Capital Market Report
PassAudited by VirusTotal on May 13, 2026.
Overview
Type: OpenClaw Skill Name: capital-market-report Version: 4.132.1 The skill bundle contains a shell injection vulnerability in 'generate-report.py' where 'subprocess.run(shell=True)' is used to execute commands constructed via string formatting with potentially variable inputs (e.g., stock symbols). The 'SKILL.md' file provides the AI agent with high-privilege instructions, including the authority to execute various local scripts and delete files within the workspace memory directory ('~/.openclaw/workspace-group/memory/') for cleanup purposes. While these capabilities are aligned with the stated goal of generating capital market reports, the combination of insecure coding practices and broad file/execution permissions creates a significant attack surface. The scripts fetch data from legitimate financial news sources such as Sina Finance, Wall Street CN, and various international RSS feeds.
Findings (0)
Artifact-based informational review of SKILL.md, metadata, install specs, static scan signals, and capability signals. ClawScan does not execute the skill or run runtime probes.
The agent may run local market-news scanning tools as part of producing a report.
The skill directs the agent to execute local scraper commands. This is central to the stated market-report purpose, but users should understand that installing/invoking the skill may run local scripts and make external news requests.
You must run the following information scraping tools: ... uv run scripts/news-processor.py ... uv run ~/.openclaw/skills/stock-analysis/scripts/hot_scanner.py
Use the skill when you want this behavior, and review or restrict the referenced tools if you do not want automated market/news fetching.
Report generation may depend on other installed skills whose behavior is outside this review.
The code relies on other local skill scripts outside this package, and the registry metadata does not declare required binaries or install requirements. This is purpose-aligned for market data, but those helper scripts are not reviewed in these artifacts.
script_path = "~/.openclaw/skills/tencent-finance-stock-price/scripts/query_stock.py" ... script_path = "~/.openclaw/workspace-group/skills/cryptoprice/scripts/cryptoprice.py"
Install only trusted companion skills and verify that required tools such as uv/Python and referenced market-data skills are present and expected.

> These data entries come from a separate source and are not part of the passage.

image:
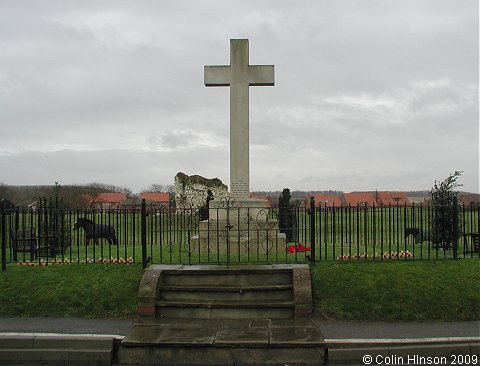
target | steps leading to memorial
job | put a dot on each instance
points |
(226, 294)
(217, 315)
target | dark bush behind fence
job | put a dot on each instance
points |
(166, 235)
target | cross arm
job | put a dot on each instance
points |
(261, 75)
(217, 75)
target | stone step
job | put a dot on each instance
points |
(240, 342)
(227, 277)
(56, 356)
(226, 310)
(62, 350)
(235, 293)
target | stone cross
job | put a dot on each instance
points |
(239, 75)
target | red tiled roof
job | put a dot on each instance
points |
(105, 197)
(384, 198)
(399, 198)
(327, 200)
(156, 197)
(360, 198)
(111, 197)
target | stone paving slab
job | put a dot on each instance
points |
(224, 333)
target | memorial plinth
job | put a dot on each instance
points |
(239, 226)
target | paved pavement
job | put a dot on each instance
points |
(329, 329)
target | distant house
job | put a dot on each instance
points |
(360, 199)
(324, 200)
(156, 198)
(106, 200)
(392, 199)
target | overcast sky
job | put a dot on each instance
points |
(368, 95)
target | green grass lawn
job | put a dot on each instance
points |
(397, 290)
(75, 290)
(357, 290)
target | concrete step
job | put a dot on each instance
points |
(226, 309)
(64, 350)
(238, 342)
(227, 277)
(236, 293)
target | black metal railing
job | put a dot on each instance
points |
(52, 234)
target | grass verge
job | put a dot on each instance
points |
(362, 291)
(76, 290)
(444, 290)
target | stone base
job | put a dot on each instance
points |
(239, 226)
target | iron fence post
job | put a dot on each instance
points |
(455, 227)
(143, 221)
(4, 236)
(312, 229)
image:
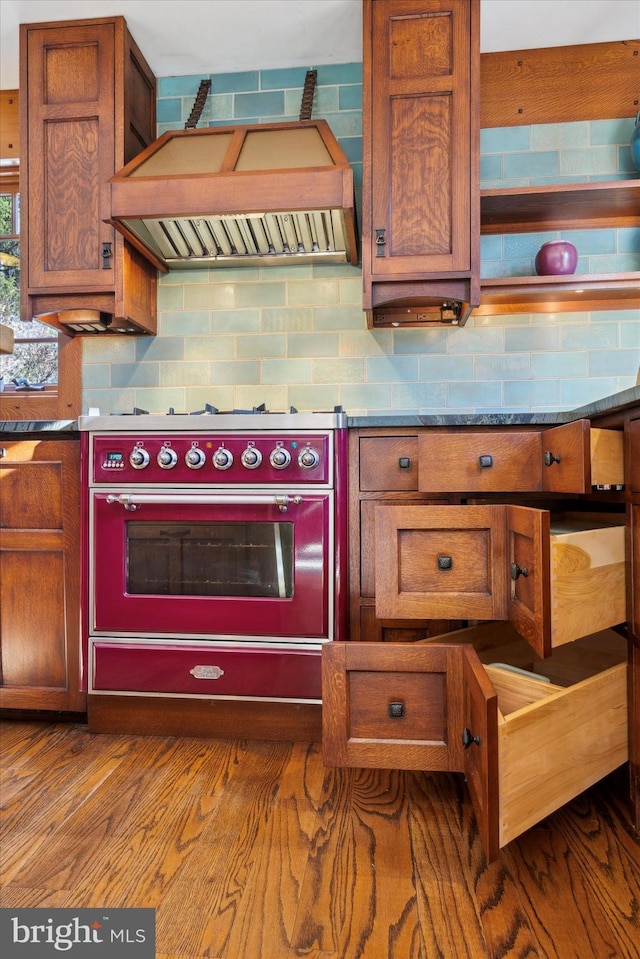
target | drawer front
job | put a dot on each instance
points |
(207, 671)
(388, 463)
(440, 562)
(392, 706)
(479, 462)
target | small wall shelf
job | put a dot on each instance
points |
(579, 206)
(612, 204)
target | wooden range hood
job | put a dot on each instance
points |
(276, 193)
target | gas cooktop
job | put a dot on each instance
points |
(257, 418)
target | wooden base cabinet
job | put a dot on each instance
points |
(528, 734)
(555, 578)
(87, 107)
(532, 535)
(40, 575)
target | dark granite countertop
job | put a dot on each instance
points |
(617, 401)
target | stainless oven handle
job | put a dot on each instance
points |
(131, 501)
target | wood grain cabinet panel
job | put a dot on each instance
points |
(421, 199)
(528, 734)
(40, 576)
(87, 107)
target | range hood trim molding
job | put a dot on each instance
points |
(294, 190)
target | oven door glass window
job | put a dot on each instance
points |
(251, 559)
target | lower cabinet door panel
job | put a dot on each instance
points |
(392, 705)
(440, 562)
(529, 733)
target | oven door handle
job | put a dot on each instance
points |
(131, 501)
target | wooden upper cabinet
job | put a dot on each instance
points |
(87, 107)
(421, 160)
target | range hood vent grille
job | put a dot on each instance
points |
(239, 196)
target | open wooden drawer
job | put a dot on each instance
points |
(527, 745)
(556, 578)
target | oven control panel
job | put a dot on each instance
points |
(213, 459)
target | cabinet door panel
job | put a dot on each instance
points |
(71, 155)
(394, 707)
(40, 654)
(440, 562)
(40, 661)
(421, 136)
(529, 566)
(566, 458)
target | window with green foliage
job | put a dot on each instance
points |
(35, 354)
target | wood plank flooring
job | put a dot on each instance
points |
(253, 850)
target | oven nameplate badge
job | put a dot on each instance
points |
(206, 672)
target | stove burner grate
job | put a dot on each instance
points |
(210, 410)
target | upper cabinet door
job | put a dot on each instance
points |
(72, 151)
(420, 136)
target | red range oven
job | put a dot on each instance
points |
(215, 552)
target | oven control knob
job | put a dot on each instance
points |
(308, 458)
(280, 458)
(222, 458)
(251, 458)
(139, 458)
(167, 458)
(195, 458)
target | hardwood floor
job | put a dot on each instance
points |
(253, 850)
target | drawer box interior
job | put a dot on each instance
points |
(587, 575)
(560, 733)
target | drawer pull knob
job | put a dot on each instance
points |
(518, 571)
(468, 739)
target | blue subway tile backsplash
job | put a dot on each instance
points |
(297, 335)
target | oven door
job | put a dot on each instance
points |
(245, 565)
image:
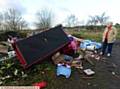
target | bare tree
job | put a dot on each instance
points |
(45, 18)
(92, 20)
(1, 21)
(72, 21)
(102, 18)
(14, 20)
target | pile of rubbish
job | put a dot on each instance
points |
(68, 53)
(73, 54)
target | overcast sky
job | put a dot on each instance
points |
(82, 9)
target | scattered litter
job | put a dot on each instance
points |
(89, 72)
(92, 45)
(113, 73)
(64, 69)
(58, 58)
(67, 58)
(41, 84)
(77, 64)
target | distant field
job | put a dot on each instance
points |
(90, 34)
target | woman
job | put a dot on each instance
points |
(109, 37)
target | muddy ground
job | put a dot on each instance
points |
(107, 74)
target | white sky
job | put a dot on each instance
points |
(62, 8)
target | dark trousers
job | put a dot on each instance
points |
(107, 46)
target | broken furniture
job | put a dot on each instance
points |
(64, 69)
(36, 48)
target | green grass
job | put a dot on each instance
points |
(46, 71)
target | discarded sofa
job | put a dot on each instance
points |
(90, 45)
(64, 70)
(38, 47)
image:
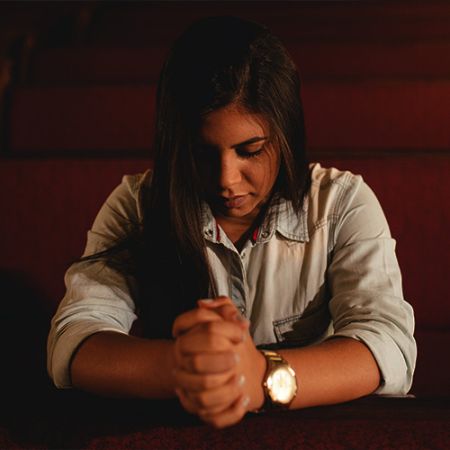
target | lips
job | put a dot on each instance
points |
(233, 202)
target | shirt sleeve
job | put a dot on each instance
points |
(367, 302)
(98, 297)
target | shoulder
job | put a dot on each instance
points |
(129, 195)
(346, 203)
(331, 178)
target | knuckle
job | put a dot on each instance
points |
(202, 399)
(196, 363)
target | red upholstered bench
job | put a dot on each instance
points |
(48, 205)
(341, 115)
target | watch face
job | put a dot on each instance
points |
(282, 384)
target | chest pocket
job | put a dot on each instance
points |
(305, 328)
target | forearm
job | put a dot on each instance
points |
(115, 364)
(334, 371)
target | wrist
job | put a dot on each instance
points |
(257, 395)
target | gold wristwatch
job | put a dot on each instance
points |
(279, 383)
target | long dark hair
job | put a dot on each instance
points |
(216, 62)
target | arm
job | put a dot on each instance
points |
(337, 370)
(115, 364)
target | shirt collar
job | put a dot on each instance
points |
(280, 217)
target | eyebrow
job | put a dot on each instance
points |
(252, 140)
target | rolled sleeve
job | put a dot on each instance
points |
(98, 297)
(367, 301)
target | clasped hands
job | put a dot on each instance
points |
(218, 369)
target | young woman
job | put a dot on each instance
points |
(257, 280)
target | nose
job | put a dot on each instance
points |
(229, 171)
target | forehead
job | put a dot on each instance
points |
(231, 125)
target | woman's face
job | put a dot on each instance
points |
(238, 165)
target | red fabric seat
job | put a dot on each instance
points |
(316, 60)
(341, 116)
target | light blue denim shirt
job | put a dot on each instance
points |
(329, 270)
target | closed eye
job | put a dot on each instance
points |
(249, 154)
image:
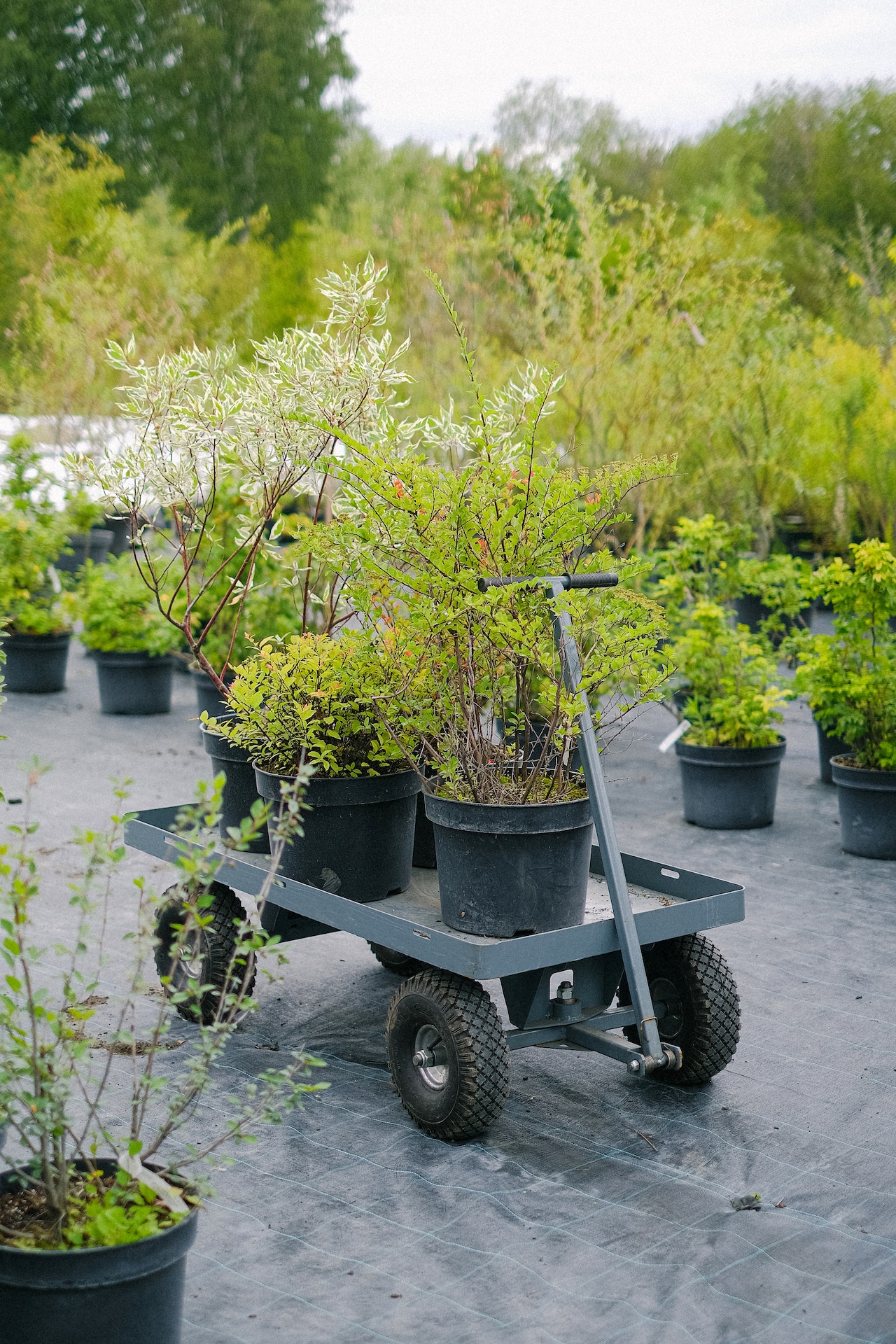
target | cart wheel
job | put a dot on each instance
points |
(397, 961)
(697, 1003)
(448, 1054)
(207, 958)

Previous report content may affect what the skill includes or excludes in later reports.
The skill intentionally reuses prior report files to compute 24-hour deltas. This is scoped and purpose-aligned, but persistent report context can influence later outputs if earlier reports are stale or inaccurate.
Reports are stored in `~/.openclaw/workspace-group/memory/capital_market_report_*.md` ... Read every report whose timestamp is within 24 hours
Keep generated reports source-backed, and clear the related memory/cache files if prior reports become inaccurate or should not influence future summaries.